With the AIC, we can estimate the distance from the truth to each of the models.

Each AIC estimate is off by the same amount.

While we can't estimate the absolute distance of the models

from the truth, we can know which model is the closest

in a relative sense.

The original AIC is based

on the likelihood of the training data plus a parameter penalty.

The training likelihood assesses the goodness-of- fit of the model.

We can't use this term by itself though, because it is biased downward

as the model parameters were chosen to minimize

the negative log likelihood.

With a lot of math, Akaike derived a very simple expression

that corrects for this bias.

The original penalty is just 2 K

where K is the total number of estimated parameters.

For linear regression with a slope

and an intercept, we also have to count the variance.

For that case you would have K equals three and not two.

There are important assumptions that led to the 2 K penalty.

We can characterize them loosely that the model has to be reasonably good.

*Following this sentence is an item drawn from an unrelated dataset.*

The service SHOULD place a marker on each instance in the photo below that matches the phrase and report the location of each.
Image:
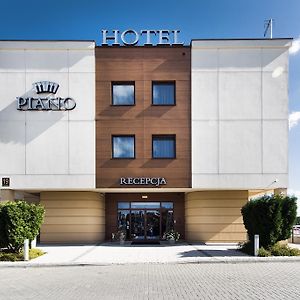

The AIC is still going to be robust however, because if a model is bad,

then the likelihood component will be large and will dominate

the penalty amongst the good models.

The 2K term will favor the smaller models as long

as the sample size is large.

However, it didn't take long for people to find that this original AIC

often shows models that overfit in small samples,

so a more accurate, higher- order approximation to the bias was derived.

When this extra term is added,

the criteria becomes known as the AICc or the corrected AIC.

Unfortunately, the reputation that the AIC overfits

had become commonplace before the correction was discovered

and widely known about.

The correction becomes infinite as K approaches N

pushing the model selection criteria away from models that are nearly saturated.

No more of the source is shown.